Василий Перов. Крещение Руси
 
   Правда, еще английские лорды для излечения от сплина, подобно древним языческим богачам27, отличаются безрасчетным расточением своих сокровищ на покупку прославленных произведений итальянских школ, но в самой Италии подобный восторг давно охладел, так что она не производит более рафаэлей, доминикинов, карачиев, и если еще сохраняет в своих галереях их произведения, то единственно из видов на сиятельные английские и русские кошельки. Что касается до россии, то опыт показал, что в ней священно-историческая живопись во вкусе итальянских художников всегда будет подобна растению, перенесенному в чуждый для него климат, на почву земли, не свойственную ему, которое хотя при неусыпных попечениях садовника усиленными способами искусства будет прозябать, произведет цветы, даже принесет какие-нибудь плоды, но, быв оставлено без надзора своего воспитателя на одно мгновение, немедленно вянет и засыхает до корня. Нужны ли доказательства? С лишком сто лет прошло от основания Академии художеств, а далеко ли за пределами Петербурга и Москвы распространился вкус к исторической итальянской живописи во всех ее родах? В первых губернских городах на пути в Москву редко где-нибудь можно увидеть бедную копию с какой-либо посредственной итальянской картины.

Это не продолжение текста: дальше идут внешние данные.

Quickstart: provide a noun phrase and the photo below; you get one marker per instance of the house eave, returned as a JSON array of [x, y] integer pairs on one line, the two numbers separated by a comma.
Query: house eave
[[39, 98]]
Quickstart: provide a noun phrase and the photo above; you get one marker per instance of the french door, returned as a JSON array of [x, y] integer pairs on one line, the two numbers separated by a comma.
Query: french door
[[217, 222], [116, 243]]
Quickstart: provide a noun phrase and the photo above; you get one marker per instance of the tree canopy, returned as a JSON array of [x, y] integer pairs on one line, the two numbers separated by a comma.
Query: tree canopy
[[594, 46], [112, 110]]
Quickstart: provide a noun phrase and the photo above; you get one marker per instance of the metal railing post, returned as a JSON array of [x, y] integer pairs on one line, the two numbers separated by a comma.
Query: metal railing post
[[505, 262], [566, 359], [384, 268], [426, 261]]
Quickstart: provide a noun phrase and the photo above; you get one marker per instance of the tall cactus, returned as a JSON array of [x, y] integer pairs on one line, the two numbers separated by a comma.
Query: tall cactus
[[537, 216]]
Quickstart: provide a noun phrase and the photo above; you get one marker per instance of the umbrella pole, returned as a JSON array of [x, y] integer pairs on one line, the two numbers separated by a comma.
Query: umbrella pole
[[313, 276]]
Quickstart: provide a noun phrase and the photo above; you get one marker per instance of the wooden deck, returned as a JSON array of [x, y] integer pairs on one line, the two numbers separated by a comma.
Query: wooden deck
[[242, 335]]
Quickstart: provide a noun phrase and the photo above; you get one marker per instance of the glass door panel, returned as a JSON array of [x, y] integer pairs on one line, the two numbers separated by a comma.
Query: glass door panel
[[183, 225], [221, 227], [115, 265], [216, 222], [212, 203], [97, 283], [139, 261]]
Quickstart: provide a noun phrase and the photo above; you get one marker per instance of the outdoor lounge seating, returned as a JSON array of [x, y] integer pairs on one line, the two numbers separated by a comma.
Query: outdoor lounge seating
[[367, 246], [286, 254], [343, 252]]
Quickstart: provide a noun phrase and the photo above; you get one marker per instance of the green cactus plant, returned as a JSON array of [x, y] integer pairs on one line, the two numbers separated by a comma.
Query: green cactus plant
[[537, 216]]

В самом Петербурге весьма немногие домы украшены произведениями исторической живописи, а если где можно видеть их в большем количестве, то разве в отдельных галереях, вроде вывески, гласящей о богатстве и великолепии хозяина дома.
   Отчего такое равнодушие к произведениям исторической живописи во вкусе итальянских художников? Зная способности русского народа к искусствам, любовь, которую он питает к другого рода художественным произведениям, никто не станет утверждать, что русские не имеют врожденного дара ощущать изящное. Нет, в этом отношении народ русский одарен удивительным инстинктом и сметливостию. Но произведения священно-исторической итальянской живописи не находят в его сердце сочувствия, потому что русский, молясь из детства пред иконами византийского стиля, при первом взгляде на картину во вкусе итальянском усматривает нескромность в положении лиц, в самом выражении их что-то страстное, обыкновенное, слишком натуральное, нечто просто человеческое, и он отвращает от нее взор свой, как от предмета противного его вере и благочестию. Из этого следует, что произведения живописи тогда только найдут в нашем народе сочувствие и распространятся в России повсеместно, когда будут приспособлены к требованиям отечественного вероисповедания. К другим же родам живописи, кроме портретной, и то немногоценной, на Руси вообще так же равнодушны, как к религиозной во вкусе итальянском. Русский улыбнется, смотря на картину, представляющую квасника или девушку с тамбурином, посмотрит с удовольствием на какой-нибудь пейзаж, но редко решится приобрести такого рода картины, оттого, что он мысленно задает себе вопрос: к чему это? какая с этого польза? и скажет: уж лучше купить лубочную картину кота с мышами.
 
   Андрей Рублев. Крещение
 
   По признании необходимым, чтобы икононисание вполне соответствовало требованиям отечественного вероисповедания, может возникнуть возражение, что как учение истинно христианского вероисповедания по свойству своему должно быть таково, чтобы удобно могло быть усвоено каждым народом, так иконописание истинной Церкви Христовой должно быть таково, чтобы легко могло сделаться в мире повсемественным. Но будет ли оно иметь такой характер, когда, соответствуя требованиям отечественного вероисповедания, сделается русским, национальным? Если б и это последовало, живописное художество от сего нимало не потеряло бы, как ничего не потеряло от того, что были школы живописи испанская, фламандская и другие. Впрочем, такое опасение неуместно, потому что нет ни одного рода церковно-исторической живописи, который бы ближе подходил к всеобщему истинно религиозному чувству, как иконописание, сообразное с духом восточной, единой, истинной Церкви Христовой, даже в таком виде, в каком оно образовалось византийскими художниками. Живое доказательство этой истины представляет ныне царствующий король Баварский, который, воздвигнув под названием Глиптотеки и Пинакотеки великолепнейшие здания для помещения в них тщательно собираемых им произведений скульптуры и живописи во всех родах того и другого искусства, не только созидает храмы по образцам византийской архитектуры, какова в Мюнхене церковь Всех Святых, но и украшает их изображениями вроде византийского иконописания, так что даже латинские их надписания означаются буквами, подобными греческим. Для сообщения понятия о качестве такой живописи Г. Греч приложил к путевым запискам своим очерк образа Благовещения, которое представлено точно почти в таком виде, в каком можно усматривать еще изображение Благовещения на многих старинных русских иконах. Г. Греч присовокупляет, что он, несколько раз приходя в мюнхенский храм Всех Святых, погружался в созерцание изящного, направленного, по его словам, к главной и единственной цели – возбуждению веры и благоговения к Божеству; между тем как это одна только из целей, для достижения коих Св. Церковь приняла в свои недра иконописное художество28.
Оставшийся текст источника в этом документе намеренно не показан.